Valve has announced its new revenue splitting scheme, and the rates get better for larger titles, which Valve says will help keep Steam an “attractive platform” for big developers.

In an announcement posted yesterday, Valve employee ‘Erik.P’ described Steam’s new revenue share tiers. Once a game makes $10 million USD, revenues will be split such that 75% goes to the developer, and 25% goes to Valve. Once it reaches $50 million in total sales, the split adjusts to 80/20%. While the baseline split isn’t covered in the post, Steam Spy assumes it’s set to 70/30 for games that have made less than $10 million.

The revenue calculation for a game includes its base package, all DLC, in-game transactions, and Community Marketplace fees collected.

“Our hope is this change will reward the positive network effects generated by developers of big games, further aligning their interests with Steam and the community,” the post reads.

The more generous splits for big-selling games makes it seem as though smaller developers are getting the short end of the stick, but Valve’s theory is that keeping big games on the platform by offering bigger incentives will help buoy sales for smaller titles – that’s the “positive network effects” Valve mentioned in the post.
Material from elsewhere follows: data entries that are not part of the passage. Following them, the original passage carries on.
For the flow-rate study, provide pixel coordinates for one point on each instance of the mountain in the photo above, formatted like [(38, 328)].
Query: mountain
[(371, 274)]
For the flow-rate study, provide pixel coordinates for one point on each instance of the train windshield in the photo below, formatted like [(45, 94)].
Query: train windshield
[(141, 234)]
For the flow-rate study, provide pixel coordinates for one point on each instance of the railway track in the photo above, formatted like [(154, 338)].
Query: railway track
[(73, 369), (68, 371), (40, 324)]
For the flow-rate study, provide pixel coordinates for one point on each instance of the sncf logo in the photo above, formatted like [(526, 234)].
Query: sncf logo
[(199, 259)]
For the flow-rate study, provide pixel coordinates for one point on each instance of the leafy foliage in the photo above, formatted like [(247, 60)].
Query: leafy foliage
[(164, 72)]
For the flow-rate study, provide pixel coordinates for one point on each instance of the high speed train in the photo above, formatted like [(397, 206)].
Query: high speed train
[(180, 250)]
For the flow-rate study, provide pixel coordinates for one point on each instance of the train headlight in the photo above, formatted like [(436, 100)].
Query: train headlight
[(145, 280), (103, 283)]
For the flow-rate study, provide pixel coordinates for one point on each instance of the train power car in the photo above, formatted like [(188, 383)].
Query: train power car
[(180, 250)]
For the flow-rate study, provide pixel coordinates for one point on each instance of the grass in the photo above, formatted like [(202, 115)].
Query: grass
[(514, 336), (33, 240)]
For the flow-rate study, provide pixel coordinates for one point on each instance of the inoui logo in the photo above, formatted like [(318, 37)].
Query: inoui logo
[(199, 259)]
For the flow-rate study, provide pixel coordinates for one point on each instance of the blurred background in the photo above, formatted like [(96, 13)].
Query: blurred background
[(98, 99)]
The more people using a network, the more valuable the network becomes for every member – so goes the theory, at least.

Over the last few years, big publishers like EA, Ubisoft, and most recently Bethesda have launched their own distribution platforms and launchers so as to avoid the sharing games revenues with Valve.

Jonathan Blow, the developer behind indie hits Braid and The Witness, pointed out on Twitter that the $10 million threshold for a better split doesn’t preclude indie games. “The Witness will probably get into this territory during its lifetime, so a bunch of games that were bigger hits than that certainly would,” he said.

Valve also said it has updated some of the language in the Steam Distribution Agreement, which governs the relationship between Valve and developers, to clear up some confusion about which data developers can share with peers and the public.

“We’re updating the confidentiality provisions to make it clear that the partner can share sales data about their game as they see fit,” the post says.